Here is an example of source data for performing the interpolation. The column labels are the dependent variable, Z. The row labels are the SECOND independent variable, Y. The 2d, interior portion of the table is the FIRST independent variable, X.

   Z  1  2  3
Y
1     1  2  3   <-- X row 1
2     3  4  5   <-- X row 2

We want to produce a factory function. The factory produces another function which, given the above source data, performs appropriate twice-interpolation of any x,y pair.

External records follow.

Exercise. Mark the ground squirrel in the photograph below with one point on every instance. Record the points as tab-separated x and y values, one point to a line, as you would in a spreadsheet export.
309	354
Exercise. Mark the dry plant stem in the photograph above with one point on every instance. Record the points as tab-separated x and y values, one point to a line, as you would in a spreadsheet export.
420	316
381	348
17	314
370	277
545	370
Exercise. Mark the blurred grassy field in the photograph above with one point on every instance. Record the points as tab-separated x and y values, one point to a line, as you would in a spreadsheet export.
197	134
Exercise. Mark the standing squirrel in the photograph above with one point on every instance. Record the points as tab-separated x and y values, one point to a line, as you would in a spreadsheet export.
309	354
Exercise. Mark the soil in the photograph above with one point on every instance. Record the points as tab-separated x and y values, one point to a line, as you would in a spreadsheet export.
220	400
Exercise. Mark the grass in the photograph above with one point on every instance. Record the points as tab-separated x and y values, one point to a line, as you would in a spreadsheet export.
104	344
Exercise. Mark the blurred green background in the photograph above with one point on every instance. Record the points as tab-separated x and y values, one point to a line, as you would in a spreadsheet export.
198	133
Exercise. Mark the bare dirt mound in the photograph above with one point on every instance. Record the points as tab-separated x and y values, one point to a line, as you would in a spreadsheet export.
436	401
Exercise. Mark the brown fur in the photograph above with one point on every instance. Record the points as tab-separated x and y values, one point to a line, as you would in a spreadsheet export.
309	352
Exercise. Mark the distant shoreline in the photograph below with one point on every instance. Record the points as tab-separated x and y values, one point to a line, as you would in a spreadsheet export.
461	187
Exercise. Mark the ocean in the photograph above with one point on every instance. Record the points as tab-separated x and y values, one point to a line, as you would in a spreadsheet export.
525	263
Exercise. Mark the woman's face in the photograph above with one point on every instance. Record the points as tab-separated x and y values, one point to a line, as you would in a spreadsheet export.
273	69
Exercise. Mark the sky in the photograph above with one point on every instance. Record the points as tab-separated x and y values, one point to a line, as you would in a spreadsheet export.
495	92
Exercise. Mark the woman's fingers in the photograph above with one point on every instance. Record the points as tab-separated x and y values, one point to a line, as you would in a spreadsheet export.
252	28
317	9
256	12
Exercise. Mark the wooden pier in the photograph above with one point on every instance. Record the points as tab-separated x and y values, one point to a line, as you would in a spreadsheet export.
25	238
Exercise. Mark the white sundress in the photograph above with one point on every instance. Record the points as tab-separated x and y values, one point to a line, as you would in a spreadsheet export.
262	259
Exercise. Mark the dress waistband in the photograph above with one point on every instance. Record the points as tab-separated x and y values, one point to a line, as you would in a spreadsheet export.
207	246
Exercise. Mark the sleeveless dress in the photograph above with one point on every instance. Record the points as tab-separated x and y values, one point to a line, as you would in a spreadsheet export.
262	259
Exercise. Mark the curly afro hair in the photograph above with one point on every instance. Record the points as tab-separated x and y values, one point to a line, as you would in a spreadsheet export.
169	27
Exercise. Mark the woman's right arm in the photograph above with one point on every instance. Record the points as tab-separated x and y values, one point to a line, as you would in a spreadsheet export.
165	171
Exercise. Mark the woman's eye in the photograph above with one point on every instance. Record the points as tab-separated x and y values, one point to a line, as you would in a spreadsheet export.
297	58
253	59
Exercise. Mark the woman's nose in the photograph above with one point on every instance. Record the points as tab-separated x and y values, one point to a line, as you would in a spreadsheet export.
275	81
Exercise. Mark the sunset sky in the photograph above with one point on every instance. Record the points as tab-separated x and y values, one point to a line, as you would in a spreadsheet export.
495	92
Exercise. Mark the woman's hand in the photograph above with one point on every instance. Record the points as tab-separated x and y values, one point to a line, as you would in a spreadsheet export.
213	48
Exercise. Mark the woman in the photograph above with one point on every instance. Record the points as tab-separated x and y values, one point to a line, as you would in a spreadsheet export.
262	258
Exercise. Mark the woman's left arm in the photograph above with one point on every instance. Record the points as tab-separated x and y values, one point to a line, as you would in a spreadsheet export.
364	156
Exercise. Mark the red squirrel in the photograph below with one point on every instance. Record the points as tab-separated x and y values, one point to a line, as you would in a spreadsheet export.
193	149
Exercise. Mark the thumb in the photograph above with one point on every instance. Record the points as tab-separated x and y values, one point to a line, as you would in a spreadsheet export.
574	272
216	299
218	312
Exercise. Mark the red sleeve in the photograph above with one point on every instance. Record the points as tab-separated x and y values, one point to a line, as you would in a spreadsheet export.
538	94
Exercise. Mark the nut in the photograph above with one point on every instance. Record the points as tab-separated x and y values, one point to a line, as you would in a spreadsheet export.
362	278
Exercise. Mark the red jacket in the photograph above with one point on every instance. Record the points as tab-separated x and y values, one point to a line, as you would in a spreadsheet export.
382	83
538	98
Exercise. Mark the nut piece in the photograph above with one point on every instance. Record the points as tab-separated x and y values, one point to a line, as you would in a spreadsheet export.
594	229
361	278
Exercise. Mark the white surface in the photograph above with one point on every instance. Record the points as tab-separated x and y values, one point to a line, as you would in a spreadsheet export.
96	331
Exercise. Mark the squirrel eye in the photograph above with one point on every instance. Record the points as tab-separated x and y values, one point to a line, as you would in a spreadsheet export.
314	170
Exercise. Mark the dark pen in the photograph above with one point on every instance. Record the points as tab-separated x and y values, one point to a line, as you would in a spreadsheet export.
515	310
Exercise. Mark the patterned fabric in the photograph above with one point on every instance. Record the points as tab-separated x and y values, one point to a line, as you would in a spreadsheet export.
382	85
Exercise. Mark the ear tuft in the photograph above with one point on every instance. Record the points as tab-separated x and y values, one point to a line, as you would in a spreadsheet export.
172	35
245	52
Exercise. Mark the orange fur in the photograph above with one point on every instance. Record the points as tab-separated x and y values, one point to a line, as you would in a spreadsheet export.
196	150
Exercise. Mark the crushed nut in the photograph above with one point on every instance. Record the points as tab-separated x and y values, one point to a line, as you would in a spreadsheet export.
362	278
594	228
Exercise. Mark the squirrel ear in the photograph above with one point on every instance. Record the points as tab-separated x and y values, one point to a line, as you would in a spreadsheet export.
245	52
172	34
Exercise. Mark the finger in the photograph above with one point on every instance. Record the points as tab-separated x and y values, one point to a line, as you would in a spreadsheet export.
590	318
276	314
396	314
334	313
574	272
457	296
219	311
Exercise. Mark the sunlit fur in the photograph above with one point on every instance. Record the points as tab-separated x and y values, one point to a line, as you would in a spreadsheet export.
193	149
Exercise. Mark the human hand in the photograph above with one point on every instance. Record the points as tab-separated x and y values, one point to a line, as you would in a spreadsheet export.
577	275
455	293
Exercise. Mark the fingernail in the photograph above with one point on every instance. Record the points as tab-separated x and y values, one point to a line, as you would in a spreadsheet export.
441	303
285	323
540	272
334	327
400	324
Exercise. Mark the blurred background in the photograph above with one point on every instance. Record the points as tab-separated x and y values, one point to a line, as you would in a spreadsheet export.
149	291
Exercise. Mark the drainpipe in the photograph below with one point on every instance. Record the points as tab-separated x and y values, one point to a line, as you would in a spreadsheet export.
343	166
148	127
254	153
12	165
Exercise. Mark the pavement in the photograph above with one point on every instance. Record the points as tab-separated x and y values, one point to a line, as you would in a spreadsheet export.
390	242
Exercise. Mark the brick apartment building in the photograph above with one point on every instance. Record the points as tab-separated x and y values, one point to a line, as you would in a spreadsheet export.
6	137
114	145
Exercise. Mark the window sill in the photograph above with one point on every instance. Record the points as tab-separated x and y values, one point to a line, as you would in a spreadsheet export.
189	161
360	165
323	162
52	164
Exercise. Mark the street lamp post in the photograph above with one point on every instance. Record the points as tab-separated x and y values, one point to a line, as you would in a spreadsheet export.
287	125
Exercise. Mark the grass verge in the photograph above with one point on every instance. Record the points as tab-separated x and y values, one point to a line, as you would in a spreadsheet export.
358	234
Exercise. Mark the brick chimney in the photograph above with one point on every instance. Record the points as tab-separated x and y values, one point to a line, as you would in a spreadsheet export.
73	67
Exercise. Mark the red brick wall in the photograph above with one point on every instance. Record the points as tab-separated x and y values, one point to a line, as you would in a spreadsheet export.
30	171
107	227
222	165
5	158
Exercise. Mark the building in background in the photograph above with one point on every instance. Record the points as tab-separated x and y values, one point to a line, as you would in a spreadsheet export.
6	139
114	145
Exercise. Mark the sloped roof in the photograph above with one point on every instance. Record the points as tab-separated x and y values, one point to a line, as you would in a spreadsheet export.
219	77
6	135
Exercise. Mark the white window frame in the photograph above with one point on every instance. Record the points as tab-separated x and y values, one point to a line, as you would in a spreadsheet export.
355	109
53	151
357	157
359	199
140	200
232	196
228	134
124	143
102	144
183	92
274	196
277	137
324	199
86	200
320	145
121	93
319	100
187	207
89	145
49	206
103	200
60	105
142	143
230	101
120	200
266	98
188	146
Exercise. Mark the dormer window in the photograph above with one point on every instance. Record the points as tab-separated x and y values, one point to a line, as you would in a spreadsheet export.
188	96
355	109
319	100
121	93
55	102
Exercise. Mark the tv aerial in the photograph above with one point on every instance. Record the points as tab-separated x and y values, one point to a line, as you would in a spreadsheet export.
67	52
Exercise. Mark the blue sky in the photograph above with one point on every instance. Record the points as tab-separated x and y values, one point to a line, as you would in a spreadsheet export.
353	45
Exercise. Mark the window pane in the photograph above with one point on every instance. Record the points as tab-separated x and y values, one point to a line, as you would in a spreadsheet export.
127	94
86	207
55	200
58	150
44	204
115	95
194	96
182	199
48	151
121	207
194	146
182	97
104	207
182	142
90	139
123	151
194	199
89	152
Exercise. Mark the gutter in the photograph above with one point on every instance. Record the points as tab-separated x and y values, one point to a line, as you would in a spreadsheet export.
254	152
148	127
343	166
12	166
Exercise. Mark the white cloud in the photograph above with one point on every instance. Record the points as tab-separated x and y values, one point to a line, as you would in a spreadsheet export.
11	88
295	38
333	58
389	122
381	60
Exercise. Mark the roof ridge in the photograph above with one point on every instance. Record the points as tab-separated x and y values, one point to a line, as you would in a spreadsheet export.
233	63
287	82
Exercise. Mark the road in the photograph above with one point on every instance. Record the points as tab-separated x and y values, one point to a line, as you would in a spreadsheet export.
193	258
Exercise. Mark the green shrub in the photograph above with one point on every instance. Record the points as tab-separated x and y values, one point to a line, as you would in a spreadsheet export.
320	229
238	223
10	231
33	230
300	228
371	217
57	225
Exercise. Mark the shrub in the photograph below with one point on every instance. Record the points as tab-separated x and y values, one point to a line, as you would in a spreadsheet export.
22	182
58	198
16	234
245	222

Describe the solution you’d like.

Here I will call the factory function twice_interp1d_with_2d_x, and it will look like this;

def twice_interp1d_with_2d_x(x, y, z):
    """Produce an interpolating function of the form:
           f(x,y)
       The function interpolates an x and y value to a z value.
       Expects a 2d x argument. The y-axis is expected to be the rows; z is the columns."""
    ...

Here is the same function with type information attached (all variables are array_like; x is expected to be 2d, y and z are 1d):

def twice_interp1d_with_2d_x(x: array_like, y: array_like, z: array_like) -> Callable[[array_like, array_like], array_like]: ...

Describe alternatives you’ve considered.

Using the existing scipy.interpolate.interp1d function (which includes additional bounds_error and fill_value arguments), I have already written this function (but it is broken; see below), and the basic solution works like this:

from scipy.interpolate import interp1d

def twice_interp1d_with_2d_x(x, y, z, bounds_error=True, fill_value=None):
    interp1d_rows = [interp1d(row, z, bounds_error=bounds_error, fill_value=fill_value) for row in x]
    def interpolator(x_inner, y_inner):
        temp_z = [f(x_inner) for f in interp1d_rows]
        return interp1d(y, temp_z, bounds_error=bounds_error, fill_value=fill_value)(y_inner)
    return interpolator

This works for many situations:

>>> twice_interp1d_with_2d_x(X, Y, Z)(3, 2)
array(1.)

Side note: interp1d always produces numpy arrays; this result is a 0d (ie, atomic) array

Additional context (e.g. screenshots, GIFs)

But there is a big problem. Consider the case of (x=4, y=2). The solution to this case should be:

>>> twice_interp1d_with_2d_x(X, Y, Z)(4, 2)
array(2.)

But instead, we get a ValueError because the value of 4 is beyond the upper bounds of the first row in X. We can try to fix this by passing bounds_error=False, but then we just get a nan:

>>> twice_interp1d_with_2d_x(X, Y, Z, bounds_error=False)(4, 2)
array(nan)

To make matters even more complicated, sometimes an array will be passed as the first argument or second argument, or BOTH arguments, and we might have to deal with np.nan for some combinations, but not others:

>>> twice_interp1d_with_2d_x(X, Y, Z, bounds_error=False)([3, 4], 2)
array([nan,  2.])

The question is: is there a simple, concise way to produce a correct version of this function using modern idiomatic python and numpy that I am overlooking? I know I could solve this using line after line of logic-- but it is going to be hours of work. Is this solvable in some quick, elegant way that I am not thinking of?

If not, it seems to me something like this would be a good candidate to be added to the scipy.interpolate module. Note that I have limited the problem description to the case of a table with a 2d x value; however, it could just as easily be a 2d y or 2d z value (but the case of the z value is simple: no boundary error problem exists).